Question

(please show work)

A rock is dropped off of a cliff. It falls to the ground in 10 seconds. Answer the following questions assuming that there is no air resistance.


c. What is the instantaneous velocity of the rock just before it hit the ground?


d.Find the rock's displacement for the 10 seconds.​

Answer 1

c. -98 m/s

The motion of the rock is a uniformly accelerated motion (free fall) with constant acceleration
`g=-9.8 m/s^2` (negative since it is downward).

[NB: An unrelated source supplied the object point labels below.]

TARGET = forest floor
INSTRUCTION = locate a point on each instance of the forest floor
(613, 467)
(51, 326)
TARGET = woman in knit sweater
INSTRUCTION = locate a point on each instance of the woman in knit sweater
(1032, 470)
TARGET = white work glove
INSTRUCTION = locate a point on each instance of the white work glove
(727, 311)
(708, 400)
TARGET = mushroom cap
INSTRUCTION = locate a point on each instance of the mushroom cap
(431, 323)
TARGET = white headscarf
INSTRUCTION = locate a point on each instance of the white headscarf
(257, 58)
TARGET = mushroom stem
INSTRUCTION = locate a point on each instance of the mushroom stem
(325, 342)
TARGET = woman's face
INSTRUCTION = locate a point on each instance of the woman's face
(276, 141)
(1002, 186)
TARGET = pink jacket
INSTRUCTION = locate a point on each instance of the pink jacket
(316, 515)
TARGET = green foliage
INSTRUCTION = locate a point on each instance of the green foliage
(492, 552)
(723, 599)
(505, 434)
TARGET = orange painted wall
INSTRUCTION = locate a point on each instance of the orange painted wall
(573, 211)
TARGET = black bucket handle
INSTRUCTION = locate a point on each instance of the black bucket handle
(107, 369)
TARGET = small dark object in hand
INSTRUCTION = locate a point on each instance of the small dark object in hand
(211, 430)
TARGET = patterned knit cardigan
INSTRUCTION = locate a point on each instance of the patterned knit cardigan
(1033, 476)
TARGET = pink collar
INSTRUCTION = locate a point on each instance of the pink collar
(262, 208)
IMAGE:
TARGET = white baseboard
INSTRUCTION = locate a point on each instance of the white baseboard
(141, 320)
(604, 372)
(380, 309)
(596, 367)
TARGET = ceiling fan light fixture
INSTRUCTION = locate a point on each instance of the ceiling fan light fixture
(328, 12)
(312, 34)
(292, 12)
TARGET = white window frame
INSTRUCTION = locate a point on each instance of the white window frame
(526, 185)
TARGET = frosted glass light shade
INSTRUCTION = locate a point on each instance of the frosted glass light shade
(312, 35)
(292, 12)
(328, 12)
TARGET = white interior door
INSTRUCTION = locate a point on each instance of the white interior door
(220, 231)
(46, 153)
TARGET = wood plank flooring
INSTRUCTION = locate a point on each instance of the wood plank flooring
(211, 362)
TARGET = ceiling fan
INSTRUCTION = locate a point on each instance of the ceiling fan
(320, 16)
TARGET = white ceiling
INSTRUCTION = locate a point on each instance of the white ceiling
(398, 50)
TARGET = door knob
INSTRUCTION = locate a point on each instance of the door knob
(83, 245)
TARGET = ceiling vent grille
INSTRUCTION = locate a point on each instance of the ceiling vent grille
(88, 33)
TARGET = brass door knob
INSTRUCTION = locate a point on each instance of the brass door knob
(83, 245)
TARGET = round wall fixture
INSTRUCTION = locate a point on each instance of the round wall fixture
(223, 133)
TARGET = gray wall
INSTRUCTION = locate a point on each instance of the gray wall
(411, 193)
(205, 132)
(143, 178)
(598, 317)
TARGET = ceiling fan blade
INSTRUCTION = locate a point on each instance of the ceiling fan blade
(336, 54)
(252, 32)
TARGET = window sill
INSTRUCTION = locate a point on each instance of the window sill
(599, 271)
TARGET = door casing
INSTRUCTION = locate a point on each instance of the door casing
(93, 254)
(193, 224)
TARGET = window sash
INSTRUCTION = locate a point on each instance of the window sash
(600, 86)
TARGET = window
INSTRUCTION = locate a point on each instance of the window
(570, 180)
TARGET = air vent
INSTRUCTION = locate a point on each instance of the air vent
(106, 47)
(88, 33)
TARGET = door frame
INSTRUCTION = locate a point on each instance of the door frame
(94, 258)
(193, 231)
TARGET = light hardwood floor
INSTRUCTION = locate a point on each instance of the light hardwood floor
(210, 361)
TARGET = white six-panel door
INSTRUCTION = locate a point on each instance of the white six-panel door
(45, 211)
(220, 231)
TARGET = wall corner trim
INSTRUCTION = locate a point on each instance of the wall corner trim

Therefore, we can find its velocity using the following suvat equation

`v=u+gt`

where

v is the final velocity

u is the initial velocity

g is the acceleration of gravity

t is the time

For the rock in the problem,

u = 0

So, its velocity at t = 10 s is

`v=0+(-9.8)(10)=-98 m/s`

where the negative sign indicates that the velocity points downward.

d. -490 m

Since the motion is at constant acceleration, we can use another suvat equation:

`s=ut+(1)/(2)gt^2`

where

s is the displacement

u is the initial velocity

g is the acceleration of gravity

t is the time

Substituting:

u = 0

`g=-9.8 m/s^2`

t = 10 s

We find the rock's displacement:

`s=0+(1)/(2)(-9.8)(10)^2=-490 m`

where the negative sign means the displacement is downward.